Chart 5: Robust immigration to boost population tally in 2019 Chart 6: Job growth to remain healthy in 2019
  • Population growth is likely to be strong (Chart 5): Immigration targets have increased from 310k in 2018 to 331k in 2019 while non-permanent residents should keep flocking to Canada. Moreover, a significant portion of Canadian residents are in their household formation years, providing a solid foundation for demand. 
  • The economy will continue generating jobs (Chart 6): Our forecast calls for over 150k jobs being added in 2019 while unemployment remains low. This should keep household incomes growing at a reasonable pace.
  • Policymakers are preaching patience: Although the Bank of Canada maintains a tightening bias, the next hike likely won’t come until later in 2019, instead of early 2019 as previously expected. Notably, bond yields have moved significantly lower since November, which should feed through into lower mortgage rates (Chart 7).
Chart 7: 5-year bond yield heads lower over the winter Chart 8: markets in ontario & bc are firmer outside of toronto and vancouver

Several other factors should abet these positive fundamental forces. For starters the “bank of mom and dad” remains open, providing a valuable source of funding for first-time buyers. Secondly, although mortgage rates have risen, some households can mitigate the impact of these increases by stretching their amortizations or reverting back to the original amortization schedule if they undertook more rapid principal repayments (see report). 

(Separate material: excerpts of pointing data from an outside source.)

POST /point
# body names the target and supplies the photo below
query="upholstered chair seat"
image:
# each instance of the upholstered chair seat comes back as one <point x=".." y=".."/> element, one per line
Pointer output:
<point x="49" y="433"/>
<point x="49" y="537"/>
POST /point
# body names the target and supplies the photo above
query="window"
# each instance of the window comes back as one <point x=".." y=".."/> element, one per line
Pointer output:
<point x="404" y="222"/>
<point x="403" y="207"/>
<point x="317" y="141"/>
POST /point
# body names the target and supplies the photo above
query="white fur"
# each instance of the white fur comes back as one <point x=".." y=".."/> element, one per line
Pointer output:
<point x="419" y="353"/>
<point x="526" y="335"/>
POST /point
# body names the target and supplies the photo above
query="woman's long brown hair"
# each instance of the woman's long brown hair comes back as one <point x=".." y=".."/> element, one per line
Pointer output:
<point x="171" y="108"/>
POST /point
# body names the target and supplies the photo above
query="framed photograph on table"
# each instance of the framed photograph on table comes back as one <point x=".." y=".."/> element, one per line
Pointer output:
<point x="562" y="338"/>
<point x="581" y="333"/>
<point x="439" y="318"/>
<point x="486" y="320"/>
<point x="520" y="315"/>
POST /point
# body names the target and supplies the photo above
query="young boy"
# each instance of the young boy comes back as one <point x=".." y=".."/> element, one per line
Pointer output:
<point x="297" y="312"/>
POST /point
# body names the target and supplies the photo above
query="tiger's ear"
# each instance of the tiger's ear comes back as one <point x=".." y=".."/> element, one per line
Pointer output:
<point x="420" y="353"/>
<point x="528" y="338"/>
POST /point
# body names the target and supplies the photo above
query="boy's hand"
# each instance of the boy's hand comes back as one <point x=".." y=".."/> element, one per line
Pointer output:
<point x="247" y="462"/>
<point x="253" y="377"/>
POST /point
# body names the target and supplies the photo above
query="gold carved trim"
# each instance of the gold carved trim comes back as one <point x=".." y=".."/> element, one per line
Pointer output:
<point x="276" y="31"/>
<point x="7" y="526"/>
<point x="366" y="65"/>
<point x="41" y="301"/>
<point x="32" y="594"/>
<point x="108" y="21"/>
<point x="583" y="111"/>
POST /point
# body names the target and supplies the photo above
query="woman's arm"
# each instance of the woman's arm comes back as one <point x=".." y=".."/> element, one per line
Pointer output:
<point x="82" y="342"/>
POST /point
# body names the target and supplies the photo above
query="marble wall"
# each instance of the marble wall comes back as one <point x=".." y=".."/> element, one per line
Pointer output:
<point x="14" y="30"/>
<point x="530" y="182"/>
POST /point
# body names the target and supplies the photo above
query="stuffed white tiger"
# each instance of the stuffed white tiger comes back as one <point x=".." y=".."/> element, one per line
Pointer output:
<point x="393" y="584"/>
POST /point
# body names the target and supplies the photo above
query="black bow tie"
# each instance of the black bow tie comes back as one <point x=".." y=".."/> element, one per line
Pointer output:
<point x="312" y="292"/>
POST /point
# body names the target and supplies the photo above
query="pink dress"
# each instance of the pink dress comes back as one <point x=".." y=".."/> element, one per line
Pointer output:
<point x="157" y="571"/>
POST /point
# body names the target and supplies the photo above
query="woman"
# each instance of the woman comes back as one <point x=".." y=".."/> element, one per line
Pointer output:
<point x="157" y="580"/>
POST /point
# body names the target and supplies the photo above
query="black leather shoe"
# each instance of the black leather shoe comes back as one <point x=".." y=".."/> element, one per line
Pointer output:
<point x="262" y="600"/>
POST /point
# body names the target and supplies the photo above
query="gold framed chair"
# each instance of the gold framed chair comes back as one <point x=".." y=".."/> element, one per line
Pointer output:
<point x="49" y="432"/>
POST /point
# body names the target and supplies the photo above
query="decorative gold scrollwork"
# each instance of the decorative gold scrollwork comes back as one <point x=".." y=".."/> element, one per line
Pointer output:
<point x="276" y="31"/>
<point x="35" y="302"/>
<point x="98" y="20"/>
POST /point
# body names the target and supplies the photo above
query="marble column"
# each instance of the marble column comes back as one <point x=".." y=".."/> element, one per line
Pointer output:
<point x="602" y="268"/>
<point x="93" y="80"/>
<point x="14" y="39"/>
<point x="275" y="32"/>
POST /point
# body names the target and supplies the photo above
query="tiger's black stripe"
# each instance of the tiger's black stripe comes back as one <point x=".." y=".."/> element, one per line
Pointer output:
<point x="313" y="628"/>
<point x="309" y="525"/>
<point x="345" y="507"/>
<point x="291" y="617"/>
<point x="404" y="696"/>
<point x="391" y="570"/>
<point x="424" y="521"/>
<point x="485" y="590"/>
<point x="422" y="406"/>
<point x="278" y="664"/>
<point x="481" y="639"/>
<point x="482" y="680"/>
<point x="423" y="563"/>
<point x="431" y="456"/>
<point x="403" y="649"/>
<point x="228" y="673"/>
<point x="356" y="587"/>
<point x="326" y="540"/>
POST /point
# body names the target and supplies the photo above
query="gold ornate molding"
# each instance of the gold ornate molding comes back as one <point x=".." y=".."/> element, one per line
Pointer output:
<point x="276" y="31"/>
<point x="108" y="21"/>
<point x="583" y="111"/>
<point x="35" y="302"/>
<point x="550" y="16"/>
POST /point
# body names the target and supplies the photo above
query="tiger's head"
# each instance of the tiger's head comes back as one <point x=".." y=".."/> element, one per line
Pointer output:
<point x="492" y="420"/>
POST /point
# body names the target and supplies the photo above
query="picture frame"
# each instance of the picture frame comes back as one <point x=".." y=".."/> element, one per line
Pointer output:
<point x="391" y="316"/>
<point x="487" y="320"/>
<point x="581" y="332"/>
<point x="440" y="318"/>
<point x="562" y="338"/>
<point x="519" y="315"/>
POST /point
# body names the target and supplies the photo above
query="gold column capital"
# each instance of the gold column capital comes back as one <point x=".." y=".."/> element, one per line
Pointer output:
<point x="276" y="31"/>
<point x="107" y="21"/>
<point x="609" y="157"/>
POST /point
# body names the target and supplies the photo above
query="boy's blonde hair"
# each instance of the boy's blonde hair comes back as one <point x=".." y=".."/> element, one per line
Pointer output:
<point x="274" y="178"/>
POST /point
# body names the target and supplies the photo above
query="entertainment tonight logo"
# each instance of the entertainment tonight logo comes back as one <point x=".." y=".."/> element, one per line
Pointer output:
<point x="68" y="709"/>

In Toronto and Vancouver, strong condo price growth has caused relative price gaps between single-family homes and condos to narrow significantly. This provides a window for move-up buyers to trade into larger units, thereby helping resale activity. Outside of Toronto and Vancouver, an important (and perhaps overlooked) point is that markets in Ontario and B.C. are holding up much better (Chart 8). In Ontario for instance, conditions in these markets favour sellers in the aggregate, with rapid price growth in places such as London and Ottawa. Notably, regions outside of Toronto accounted for about 60% of total homes sold in the province last year. 

In B.C., the picture isn’t quite as sanguine, though market balance outside of Vancouver is not too far off historical norms. Meanwhile, some markets stand as notable bright spots for the outlook. For example, prospects are quite healthy for Vancouver Island, as the region continues to draw retirees, the labour market is strong and housing is inexpensive. These positive trends are reflected in home prices, which grew at a 10% annual rate in December. The outlook is also relatively upbeat for Northern B.C. Indeed, sales vastly outperformed the overall province last year while prices advanced by 8%. Further upside is possible over the medium term as development of the massive LNG project begins in earnest. Demand is also holding up relatively well in Victoria while the market remains tight and price growth is firm. Finally, markets in Quebec and most Atlantic Provinces should add support this year, given decent economic growth prospects in these jurisdictions, rapidly expanding populations and an affordable housing stock. 

Bottom Line

The post B-20 bounce has faded into a distant memory, with housing markets across the country weakening significantly since the summer. With few signs of a near-term stabilization in the December resale data, market activity looks poised to begin the year on a weaker footing than expected.  Still, barring a negative economic shock, several factors should prevent markets from a further sustained deterioration through 2019.   These include another year of strong population growth, healthy labour market conditions and a more patient Bank of Canada.